“Restoration holds the potential to shield us from those dangers while also providing a wide range of benefits: trees as a source of energy; trees as a source of nutritious food; trees to bind the soil so that agriculture thrives; trees that make our landscapes beautiful. And especially in the developing world, restoring landscapes and planting trees is something we can do right away — we have boots on the ground! By investing in this amazing opportunity, we can tackle a suite of problems with one useful tool.

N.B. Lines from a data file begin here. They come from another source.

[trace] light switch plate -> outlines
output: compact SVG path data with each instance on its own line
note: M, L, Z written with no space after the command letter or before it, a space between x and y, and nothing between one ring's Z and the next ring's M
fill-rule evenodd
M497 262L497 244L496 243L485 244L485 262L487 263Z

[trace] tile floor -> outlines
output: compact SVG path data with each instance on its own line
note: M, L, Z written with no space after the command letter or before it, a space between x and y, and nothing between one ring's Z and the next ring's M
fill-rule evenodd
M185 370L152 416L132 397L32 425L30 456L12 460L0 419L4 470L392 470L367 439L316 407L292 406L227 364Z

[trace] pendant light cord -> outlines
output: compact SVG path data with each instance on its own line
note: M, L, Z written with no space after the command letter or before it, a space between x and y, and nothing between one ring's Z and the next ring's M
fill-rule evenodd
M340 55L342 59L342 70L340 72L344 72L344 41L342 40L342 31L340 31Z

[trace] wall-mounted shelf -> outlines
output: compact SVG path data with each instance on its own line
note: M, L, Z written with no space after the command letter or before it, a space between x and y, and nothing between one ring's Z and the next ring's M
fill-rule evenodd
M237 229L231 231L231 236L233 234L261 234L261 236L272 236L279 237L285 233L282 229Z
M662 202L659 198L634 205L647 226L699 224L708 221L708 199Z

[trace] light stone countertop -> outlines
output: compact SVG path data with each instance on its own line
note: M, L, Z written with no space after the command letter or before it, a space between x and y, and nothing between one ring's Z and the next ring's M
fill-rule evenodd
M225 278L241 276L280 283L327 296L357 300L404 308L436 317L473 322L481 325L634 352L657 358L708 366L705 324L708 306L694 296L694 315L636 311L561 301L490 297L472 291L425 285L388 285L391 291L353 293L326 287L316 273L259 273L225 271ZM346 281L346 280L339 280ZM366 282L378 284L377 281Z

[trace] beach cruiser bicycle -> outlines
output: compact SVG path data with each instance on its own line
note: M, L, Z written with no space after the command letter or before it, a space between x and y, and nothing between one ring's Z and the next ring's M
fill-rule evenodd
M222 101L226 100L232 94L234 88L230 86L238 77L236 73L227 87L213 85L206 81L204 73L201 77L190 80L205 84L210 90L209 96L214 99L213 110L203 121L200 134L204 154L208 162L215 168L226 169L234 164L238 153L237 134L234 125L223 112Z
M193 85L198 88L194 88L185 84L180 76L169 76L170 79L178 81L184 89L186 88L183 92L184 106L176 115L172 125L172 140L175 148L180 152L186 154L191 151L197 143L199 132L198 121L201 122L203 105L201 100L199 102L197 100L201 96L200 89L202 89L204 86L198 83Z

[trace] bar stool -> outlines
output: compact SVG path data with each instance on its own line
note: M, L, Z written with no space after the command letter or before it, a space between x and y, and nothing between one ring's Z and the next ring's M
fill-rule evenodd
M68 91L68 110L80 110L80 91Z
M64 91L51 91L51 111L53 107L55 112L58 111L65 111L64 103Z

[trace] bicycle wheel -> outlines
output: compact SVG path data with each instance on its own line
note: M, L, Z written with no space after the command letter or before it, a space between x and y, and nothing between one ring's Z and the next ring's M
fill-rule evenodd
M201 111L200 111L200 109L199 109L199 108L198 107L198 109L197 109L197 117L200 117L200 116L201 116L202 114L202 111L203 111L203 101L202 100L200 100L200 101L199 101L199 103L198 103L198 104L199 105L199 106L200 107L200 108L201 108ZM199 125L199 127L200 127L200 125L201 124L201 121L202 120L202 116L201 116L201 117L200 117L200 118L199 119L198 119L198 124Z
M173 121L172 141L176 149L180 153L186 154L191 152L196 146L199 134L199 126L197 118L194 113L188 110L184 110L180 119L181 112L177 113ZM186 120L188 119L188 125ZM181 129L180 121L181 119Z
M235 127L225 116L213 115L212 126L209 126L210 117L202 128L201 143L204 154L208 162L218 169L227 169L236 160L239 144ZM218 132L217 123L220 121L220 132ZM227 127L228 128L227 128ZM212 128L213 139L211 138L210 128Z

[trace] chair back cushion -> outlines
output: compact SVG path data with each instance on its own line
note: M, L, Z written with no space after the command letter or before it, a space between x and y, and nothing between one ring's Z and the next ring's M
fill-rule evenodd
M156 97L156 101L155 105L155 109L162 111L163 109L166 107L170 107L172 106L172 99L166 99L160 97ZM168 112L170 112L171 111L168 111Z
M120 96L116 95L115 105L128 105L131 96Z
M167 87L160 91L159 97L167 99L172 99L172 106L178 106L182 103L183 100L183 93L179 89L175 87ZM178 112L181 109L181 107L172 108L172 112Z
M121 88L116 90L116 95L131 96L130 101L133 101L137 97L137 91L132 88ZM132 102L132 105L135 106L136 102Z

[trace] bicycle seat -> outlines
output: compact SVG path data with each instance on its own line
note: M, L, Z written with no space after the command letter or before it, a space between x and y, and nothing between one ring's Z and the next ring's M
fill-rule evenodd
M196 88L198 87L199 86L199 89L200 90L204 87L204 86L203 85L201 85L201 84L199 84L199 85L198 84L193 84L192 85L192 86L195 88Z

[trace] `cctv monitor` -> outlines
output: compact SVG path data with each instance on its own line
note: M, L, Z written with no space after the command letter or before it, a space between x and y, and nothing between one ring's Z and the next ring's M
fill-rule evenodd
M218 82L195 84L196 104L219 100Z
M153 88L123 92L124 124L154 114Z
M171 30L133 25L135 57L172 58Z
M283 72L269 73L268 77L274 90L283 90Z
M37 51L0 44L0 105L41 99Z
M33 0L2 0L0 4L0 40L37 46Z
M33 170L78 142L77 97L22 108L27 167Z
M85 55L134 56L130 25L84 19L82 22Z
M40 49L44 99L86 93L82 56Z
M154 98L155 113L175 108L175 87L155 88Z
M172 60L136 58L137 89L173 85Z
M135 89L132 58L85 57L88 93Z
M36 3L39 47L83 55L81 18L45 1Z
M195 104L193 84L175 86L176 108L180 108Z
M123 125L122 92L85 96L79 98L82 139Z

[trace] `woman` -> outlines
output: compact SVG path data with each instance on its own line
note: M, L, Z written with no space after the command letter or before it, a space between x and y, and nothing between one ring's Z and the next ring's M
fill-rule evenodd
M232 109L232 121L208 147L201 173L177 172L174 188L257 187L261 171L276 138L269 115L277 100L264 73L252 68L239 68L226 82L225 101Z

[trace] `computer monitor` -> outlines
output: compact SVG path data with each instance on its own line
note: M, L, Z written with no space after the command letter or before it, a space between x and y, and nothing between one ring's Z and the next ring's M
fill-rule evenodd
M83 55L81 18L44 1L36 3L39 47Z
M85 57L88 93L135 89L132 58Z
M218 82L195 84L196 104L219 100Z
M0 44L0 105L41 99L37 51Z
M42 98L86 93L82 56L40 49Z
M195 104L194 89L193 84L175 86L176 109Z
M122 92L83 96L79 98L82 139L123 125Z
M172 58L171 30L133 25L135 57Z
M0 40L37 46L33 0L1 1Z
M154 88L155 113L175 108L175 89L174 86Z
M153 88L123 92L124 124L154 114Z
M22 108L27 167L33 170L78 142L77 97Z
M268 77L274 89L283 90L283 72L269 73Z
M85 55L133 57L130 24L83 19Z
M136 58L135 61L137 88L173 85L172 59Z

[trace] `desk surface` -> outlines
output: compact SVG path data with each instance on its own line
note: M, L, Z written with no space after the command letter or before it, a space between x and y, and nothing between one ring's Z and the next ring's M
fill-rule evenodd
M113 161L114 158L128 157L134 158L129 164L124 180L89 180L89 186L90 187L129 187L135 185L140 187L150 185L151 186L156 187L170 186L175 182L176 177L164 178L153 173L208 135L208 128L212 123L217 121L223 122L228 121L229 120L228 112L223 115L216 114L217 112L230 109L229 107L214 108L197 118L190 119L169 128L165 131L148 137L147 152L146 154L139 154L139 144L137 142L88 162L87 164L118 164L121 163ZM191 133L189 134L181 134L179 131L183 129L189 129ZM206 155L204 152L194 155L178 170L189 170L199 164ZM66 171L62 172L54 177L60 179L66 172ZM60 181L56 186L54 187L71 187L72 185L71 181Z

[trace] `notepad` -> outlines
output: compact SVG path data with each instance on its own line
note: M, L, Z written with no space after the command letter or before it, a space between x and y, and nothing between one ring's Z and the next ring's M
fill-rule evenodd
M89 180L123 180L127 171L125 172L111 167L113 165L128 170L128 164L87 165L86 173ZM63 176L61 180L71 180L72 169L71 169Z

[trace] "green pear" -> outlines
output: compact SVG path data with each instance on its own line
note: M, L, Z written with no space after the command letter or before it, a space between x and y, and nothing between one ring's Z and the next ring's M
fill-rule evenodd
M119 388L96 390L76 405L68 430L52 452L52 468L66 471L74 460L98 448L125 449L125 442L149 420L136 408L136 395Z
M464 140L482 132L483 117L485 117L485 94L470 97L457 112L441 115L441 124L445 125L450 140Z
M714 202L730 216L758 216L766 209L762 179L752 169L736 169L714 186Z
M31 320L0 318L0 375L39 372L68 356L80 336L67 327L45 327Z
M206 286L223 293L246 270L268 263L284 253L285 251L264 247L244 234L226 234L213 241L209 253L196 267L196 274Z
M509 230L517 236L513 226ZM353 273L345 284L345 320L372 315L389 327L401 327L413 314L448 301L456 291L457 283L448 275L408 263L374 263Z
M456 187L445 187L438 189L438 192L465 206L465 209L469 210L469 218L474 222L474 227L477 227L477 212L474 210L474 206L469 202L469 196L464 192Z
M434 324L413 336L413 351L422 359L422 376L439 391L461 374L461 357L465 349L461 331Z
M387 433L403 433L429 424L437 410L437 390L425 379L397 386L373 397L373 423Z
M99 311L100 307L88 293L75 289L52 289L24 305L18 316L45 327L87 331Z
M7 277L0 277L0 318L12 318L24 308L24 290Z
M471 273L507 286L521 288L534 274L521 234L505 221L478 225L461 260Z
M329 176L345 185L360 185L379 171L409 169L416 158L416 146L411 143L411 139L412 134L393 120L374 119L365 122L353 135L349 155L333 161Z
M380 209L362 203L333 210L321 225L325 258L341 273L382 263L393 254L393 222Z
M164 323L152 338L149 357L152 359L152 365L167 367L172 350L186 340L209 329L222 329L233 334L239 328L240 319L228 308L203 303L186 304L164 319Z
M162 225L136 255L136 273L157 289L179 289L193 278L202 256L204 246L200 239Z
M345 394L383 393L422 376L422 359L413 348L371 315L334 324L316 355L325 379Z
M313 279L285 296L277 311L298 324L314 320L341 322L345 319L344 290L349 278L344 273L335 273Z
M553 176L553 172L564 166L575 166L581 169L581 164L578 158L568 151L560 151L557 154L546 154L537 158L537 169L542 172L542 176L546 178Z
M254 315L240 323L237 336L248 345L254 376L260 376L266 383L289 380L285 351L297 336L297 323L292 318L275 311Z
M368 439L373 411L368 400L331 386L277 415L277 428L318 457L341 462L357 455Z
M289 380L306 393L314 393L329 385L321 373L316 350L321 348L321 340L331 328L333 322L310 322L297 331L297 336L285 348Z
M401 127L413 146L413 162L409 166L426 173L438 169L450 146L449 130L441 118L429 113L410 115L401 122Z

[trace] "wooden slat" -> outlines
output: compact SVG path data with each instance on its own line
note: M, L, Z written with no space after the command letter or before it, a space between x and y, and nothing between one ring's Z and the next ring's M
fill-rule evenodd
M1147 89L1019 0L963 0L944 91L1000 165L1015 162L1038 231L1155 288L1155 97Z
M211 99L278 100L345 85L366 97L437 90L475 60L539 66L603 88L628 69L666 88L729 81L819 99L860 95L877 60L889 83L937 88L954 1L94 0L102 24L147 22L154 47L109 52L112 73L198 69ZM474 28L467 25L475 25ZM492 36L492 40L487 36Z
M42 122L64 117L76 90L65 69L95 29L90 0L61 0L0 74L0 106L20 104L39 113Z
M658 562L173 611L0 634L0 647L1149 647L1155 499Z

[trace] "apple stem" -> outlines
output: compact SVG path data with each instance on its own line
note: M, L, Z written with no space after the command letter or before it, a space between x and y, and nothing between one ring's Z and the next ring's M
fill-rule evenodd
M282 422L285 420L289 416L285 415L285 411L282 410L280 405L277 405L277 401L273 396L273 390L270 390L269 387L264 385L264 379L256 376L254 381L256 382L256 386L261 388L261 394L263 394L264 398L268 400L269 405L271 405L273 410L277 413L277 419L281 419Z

“A new movement called AFR100 is poised to take advantage of this opportune moment. This new pan-African, country-led effort aims to restore 100 million hectares (386,000 square miles) of degraded and deforested landscapes in Africa by 2030. It’s an ambitious goal, but within reach — at the initiative’s launch in Paris during COP21, African countries have already committed to restore more than 30 million hectares (116,000 square miles), an area larger than the nation of Gabon or the United Kingdom. And AFR100 partners are earmarking more than $1 billion in development finance and $600 million in private sector investment to support restoration activities.” From: emiliocogliani.wordpress.com
GR: There is no mention of population control in this article, and without it, the program is doomed to failure. Perhaps not in the next 15 years during which it proposes to restore 386,000 square miles of forest, but in the 30 years after that. The reason? Deforestation is taking place to make room for crops to feed meat animals and people. Ignoring the influence of demand by a growing population makes the whole thing appear sham-like.